The pace of change has been almost overwhelming, as countries across the world have dramatically liberalized their cannabis laws. A few states have outright legalized the drug, but a more common approach has been to lower penalties or decriminalize marijuana use, while also legalizing medical marijuana.
However, that is not to say that all countries have taken these progressive steps.
Indeed, in Africa, very few have, and the tiny, poverty-stricken nation of Somalia is no exception. All cannabis use there remains illegal, and police reportedly are very strict about enforcing these laws. Unfortunately, trafficking and sale of cannabis remains an issue, and there are decades-old reports of cannabis trafficking being used to fund local war efforts by regional warlords.

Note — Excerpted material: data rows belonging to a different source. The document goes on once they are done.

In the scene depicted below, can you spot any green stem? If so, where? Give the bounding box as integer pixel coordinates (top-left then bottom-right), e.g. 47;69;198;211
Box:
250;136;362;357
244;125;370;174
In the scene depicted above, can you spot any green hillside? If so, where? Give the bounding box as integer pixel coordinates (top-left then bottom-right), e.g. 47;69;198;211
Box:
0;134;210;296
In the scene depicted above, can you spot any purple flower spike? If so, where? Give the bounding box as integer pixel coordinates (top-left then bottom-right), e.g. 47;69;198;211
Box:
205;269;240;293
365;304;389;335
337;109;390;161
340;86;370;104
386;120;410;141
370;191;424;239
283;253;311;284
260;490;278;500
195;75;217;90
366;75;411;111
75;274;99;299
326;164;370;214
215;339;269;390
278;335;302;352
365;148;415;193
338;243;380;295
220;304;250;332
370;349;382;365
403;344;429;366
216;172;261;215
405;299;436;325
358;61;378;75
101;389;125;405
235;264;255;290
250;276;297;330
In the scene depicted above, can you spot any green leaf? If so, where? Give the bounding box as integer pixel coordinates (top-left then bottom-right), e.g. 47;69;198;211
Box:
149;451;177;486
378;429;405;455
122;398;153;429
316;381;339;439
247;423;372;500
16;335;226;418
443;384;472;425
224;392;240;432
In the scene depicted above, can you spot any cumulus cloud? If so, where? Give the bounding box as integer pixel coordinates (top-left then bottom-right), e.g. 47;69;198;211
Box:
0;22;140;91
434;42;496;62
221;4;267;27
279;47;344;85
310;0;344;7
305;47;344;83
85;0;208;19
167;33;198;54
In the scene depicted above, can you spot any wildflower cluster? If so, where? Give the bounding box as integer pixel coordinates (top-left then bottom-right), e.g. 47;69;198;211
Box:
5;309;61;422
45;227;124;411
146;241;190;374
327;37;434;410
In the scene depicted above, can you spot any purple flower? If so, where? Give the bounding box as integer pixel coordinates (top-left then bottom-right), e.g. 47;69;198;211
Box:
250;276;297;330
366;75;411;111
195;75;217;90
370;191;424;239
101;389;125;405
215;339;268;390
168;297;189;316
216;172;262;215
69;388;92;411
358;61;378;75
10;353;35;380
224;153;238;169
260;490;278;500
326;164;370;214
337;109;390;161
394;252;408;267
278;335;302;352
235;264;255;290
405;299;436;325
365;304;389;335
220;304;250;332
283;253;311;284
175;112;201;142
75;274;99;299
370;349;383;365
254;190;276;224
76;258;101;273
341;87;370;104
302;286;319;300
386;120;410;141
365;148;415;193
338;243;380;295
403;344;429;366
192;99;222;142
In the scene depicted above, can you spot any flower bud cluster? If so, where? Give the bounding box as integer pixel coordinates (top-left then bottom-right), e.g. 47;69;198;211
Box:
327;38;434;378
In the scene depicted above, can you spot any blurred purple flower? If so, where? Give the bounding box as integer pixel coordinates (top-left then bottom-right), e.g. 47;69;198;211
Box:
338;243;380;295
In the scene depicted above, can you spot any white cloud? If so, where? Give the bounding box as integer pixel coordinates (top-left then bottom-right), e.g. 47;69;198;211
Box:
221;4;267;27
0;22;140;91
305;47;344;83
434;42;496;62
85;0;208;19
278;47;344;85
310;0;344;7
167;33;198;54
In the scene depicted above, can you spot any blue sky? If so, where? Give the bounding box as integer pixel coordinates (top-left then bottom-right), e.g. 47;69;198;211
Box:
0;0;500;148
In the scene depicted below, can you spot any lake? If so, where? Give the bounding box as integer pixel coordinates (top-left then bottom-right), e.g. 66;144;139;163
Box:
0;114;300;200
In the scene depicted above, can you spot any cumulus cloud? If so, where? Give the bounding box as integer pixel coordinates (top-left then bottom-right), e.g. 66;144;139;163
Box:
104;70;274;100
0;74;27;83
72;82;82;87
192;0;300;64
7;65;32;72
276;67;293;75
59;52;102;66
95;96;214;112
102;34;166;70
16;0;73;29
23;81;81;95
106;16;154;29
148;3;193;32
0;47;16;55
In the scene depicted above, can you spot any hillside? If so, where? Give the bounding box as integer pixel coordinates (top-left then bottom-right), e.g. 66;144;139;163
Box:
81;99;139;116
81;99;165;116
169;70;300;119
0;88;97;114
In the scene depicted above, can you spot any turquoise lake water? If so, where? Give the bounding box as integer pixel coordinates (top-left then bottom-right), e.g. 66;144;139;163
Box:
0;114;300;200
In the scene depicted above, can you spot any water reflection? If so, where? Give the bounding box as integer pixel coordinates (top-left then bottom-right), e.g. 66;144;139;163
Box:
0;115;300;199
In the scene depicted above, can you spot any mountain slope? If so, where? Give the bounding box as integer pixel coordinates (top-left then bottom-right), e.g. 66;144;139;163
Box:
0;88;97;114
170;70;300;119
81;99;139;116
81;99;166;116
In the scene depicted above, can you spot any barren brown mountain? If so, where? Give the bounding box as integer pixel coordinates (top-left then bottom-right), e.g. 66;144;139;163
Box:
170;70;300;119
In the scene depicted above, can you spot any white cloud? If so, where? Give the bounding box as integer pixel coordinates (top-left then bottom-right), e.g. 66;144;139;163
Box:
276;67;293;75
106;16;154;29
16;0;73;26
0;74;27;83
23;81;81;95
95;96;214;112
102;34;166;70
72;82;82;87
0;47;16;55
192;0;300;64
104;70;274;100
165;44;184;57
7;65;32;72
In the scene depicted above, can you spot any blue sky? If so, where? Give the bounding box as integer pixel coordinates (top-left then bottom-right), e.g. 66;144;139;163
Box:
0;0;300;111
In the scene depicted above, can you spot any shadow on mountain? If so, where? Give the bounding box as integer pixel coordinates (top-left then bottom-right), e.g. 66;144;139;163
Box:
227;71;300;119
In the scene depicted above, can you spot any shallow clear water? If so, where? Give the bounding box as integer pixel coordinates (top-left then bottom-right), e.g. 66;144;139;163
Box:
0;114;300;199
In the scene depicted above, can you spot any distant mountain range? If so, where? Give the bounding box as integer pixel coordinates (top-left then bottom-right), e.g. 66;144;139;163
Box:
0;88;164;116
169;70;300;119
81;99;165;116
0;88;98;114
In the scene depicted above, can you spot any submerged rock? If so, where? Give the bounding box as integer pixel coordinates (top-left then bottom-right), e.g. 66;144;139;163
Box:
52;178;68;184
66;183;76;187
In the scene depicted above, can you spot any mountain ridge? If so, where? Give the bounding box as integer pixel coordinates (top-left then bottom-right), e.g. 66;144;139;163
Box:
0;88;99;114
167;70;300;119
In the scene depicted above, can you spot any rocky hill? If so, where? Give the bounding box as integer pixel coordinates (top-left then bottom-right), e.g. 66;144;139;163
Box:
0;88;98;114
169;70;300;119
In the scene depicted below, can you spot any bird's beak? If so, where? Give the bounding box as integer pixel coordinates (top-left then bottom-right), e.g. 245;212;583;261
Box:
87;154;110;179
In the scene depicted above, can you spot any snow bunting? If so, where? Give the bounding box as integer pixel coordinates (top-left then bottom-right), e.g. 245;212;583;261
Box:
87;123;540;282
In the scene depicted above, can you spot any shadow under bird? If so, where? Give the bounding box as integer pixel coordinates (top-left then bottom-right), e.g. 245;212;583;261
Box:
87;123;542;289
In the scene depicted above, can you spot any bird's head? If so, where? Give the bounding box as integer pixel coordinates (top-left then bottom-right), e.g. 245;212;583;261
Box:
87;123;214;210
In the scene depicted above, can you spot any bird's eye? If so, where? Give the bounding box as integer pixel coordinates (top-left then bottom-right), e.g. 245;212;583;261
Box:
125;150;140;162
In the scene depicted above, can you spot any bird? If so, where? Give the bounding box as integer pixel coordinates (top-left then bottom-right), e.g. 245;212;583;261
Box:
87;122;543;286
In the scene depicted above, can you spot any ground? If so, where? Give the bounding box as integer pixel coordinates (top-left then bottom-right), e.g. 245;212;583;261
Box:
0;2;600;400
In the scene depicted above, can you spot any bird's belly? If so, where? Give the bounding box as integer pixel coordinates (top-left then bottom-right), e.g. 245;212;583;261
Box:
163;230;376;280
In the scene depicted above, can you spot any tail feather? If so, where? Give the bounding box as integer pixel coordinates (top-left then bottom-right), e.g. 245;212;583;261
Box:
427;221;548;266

History Of Cannabis In Somalia
Interestingly, cannabis is not, by any stretch, the most popular or used drugs in the country. That honor belongs to Khat, a leaf which can be turned into an intoxicating drug. According to a 2007 report, an astonishingly high 70.1% of survey respondents said they had used Khat in the previous week. Cannabis smoking was at a mere 10.7%, a number which is somewhat in line with other surveys throughout the world.
That is not to say that cannabis is not popular, used or lucrative. Reports dating back to the 1990s noted that Somali warlords used cannabis harvesting and sales to fund their war efforts. A 2013 book also noted that cannabis growing operates continued unabated in southern Somalia.
Current Legal Status
All forms of cannabis are illegal in Somalia, whether it is for recreational or medical purposes. There are no active efforts in the government to legalize the drug. Penalties are noted to be “severe.” Somalia is one of the few countries in the world to give the death penalty to drug traffickers. It has also been noted that foreigners who are arrested and jailed in Somalia are likely to experience significant difficulties obtaining legal assistance.

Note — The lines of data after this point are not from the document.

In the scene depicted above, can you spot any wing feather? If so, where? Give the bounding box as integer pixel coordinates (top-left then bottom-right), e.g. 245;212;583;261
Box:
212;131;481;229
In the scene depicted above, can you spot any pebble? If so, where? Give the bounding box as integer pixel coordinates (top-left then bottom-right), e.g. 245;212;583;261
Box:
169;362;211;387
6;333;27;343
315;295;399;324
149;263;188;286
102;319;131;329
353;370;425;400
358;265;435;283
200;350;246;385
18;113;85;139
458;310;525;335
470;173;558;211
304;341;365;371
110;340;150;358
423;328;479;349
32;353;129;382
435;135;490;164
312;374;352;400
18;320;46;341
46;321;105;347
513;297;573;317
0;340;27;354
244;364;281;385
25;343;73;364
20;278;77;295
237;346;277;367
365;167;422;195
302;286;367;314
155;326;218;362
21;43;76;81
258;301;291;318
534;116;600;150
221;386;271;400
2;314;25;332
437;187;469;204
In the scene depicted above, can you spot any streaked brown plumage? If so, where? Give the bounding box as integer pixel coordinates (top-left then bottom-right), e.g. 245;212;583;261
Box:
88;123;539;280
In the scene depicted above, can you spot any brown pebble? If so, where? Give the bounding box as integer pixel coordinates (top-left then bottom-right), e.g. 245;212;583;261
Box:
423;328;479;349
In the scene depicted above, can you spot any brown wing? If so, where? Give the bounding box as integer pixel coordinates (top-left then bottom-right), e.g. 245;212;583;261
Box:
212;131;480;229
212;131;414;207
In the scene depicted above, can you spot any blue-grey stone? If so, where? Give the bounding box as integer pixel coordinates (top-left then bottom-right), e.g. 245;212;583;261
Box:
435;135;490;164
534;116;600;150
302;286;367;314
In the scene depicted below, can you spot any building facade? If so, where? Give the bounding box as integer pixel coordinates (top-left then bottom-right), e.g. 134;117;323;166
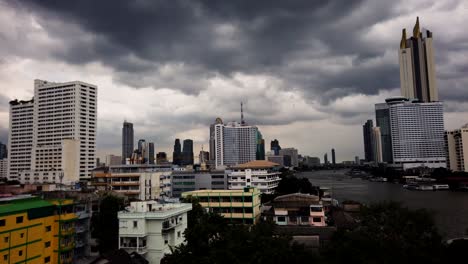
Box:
265;193;327;226
226;160;281;194
362;120;374;162
386;98;446;169
117;201;192;263
7;99;34;180
372;127;383;163
92;164;172;201
171;170;228;198
182;188;260;224
375;103;393;163
279;148;299;167
215;122;258;168
9;80;97;184
122;121;135;164
398;18;439;102
445;125;468;172
0;196;77;264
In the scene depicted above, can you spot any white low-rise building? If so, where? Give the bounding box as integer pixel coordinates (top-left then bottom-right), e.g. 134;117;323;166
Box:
226;160;281;193
118;201;192;263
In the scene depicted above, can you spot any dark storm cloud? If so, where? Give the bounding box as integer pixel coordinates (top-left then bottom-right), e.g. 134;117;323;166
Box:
10;0;406;99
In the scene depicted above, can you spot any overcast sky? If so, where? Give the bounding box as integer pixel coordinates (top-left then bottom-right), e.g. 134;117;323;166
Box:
0;0;468;161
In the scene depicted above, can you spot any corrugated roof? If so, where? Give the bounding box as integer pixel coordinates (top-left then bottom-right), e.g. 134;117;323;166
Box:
0;198;54;216
234;160;279;169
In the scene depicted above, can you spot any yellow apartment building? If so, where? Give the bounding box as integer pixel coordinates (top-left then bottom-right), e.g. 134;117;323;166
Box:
0;196;77;264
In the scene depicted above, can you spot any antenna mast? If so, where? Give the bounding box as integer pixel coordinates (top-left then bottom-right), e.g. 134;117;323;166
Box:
241;102;245;125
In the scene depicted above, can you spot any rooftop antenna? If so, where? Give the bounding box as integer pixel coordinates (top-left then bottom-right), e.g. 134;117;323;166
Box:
241;102;245;125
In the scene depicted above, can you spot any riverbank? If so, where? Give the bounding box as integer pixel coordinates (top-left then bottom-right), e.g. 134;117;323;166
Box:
297;170;468;238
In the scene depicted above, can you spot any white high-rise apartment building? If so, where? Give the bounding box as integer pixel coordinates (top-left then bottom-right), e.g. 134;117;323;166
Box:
445;124;468;172
9;80;97;184
372;127;383;163
214;122;258;168
386;97;446;169
117;201;192;263
7;99;34;180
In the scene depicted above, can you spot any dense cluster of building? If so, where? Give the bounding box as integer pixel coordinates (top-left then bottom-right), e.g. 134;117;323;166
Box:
363;19;465;171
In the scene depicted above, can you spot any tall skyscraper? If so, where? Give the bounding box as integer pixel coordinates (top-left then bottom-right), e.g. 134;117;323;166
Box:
399;17;439;102
332;149;336;165
445;124;468;172
7;99;34;180
255;131;265;160
215;122;258;168
375;103;393;163
8;80;97;184
362;120;374;162
122;121;135;164
148;142;155;164
182;139;193;165
372;127;382;163
270;139;281;156
172;138;182;165
386;98;446;169
0;142;8;159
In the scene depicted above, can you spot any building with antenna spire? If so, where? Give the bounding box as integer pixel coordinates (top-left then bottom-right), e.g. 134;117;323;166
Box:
210;102;258;169
398;17;439;102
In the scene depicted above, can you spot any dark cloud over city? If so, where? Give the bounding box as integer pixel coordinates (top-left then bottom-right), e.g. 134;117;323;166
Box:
0;0;468;160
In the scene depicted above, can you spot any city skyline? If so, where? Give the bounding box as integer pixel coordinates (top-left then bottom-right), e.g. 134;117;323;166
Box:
0;1;468;162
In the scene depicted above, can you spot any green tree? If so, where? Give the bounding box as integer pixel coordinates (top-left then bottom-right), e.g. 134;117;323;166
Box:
323;202;443;263
91;194;124;254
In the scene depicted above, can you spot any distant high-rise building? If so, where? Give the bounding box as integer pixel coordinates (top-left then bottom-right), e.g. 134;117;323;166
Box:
215;119;258;168
148;142;154;164
0;142;8;160
399;17;439;102
332;149;336;165
198;150;210;164
362;120;374;162
122;121;134;164
182;139;193;165
279;148;299;167
255;131;265;160
270;139;281;155
106;154;122;166
375;103;393;163
8;80;97;184
156;152;167;164
172;138;182;165
372;127;383;163
386;97;446;169
445;125;468;172
209;117;223;164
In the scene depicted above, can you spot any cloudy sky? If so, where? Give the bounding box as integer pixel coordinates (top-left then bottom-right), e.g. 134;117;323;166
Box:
0;0;468;161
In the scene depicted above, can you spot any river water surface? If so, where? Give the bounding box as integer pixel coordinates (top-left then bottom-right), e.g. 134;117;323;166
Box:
297;170;468;238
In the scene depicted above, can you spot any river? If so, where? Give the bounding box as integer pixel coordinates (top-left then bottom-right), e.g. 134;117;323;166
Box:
297;170;468;238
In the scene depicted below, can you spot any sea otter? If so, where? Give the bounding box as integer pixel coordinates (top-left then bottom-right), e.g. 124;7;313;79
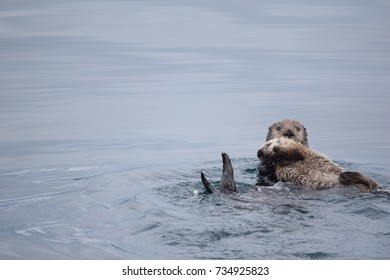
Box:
257;119;309;185
257;138;378;192
200;153;236;193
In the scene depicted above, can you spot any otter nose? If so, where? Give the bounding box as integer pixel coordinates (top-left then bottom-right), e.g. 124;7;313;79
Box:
283;129;294;138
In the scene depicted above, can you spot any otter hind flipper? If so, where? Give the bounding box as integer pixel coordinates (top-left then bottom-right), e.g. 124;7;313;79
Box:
200;172;215;193
221;153;237;192
339;171;378;192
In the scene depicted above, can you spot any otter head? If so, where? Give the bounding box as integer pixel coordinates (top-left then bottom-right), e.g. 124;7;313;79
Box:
257;138;304;165
266;120;309;147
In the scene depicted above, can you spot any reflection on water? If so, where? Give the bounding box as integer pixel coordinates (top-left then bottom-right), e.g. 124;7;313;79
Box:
0;0;390;258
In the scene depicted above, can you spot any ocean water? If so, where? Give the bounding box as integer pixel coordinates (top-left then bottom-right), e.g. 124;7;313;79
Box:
0;0;390;259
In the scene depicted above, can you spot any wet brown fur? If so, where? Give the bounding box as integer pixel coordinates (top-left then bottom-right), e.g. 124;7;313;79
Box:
258;119;309;180
258;138;377;192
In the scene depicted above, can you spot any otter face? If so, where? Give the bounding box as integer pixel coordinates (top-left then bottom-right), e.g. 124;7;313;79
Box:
257;138;282;159
266;120;309;147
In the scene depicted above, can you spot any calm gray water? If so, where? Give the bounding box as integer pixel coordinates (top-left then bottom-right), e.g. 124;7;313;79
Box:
0;0;390;259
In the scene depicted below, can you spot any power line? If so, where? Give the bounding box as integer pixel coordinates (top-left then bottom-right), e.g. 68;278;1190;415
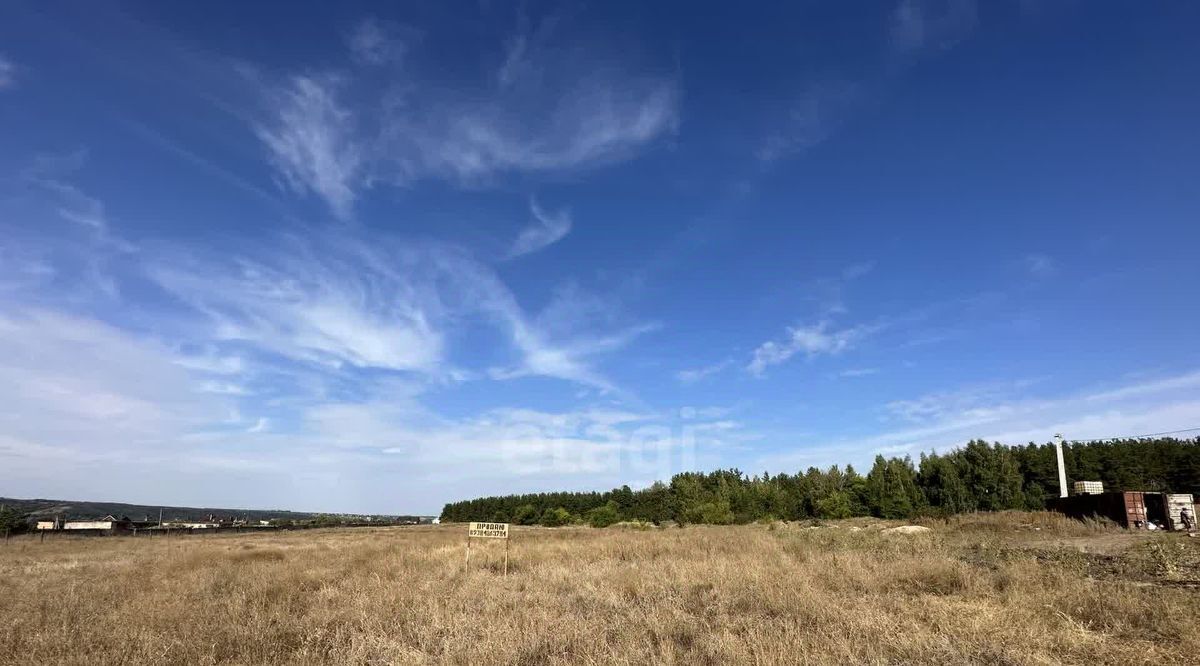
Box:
1064;427;1200;444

Local reports indicate that marijuana is obtainable, but local law enforcement are very strict when it comes to marijuana sale and use. In other words, they are not likely to look the other way, barring the payment of a large bribe.
CBD use is also illegal in Somalia. Given the country’s harsh official stand towards cannabis, this is not much of a surprise, and again, there have been no efforts to try to legalize the compound in the country.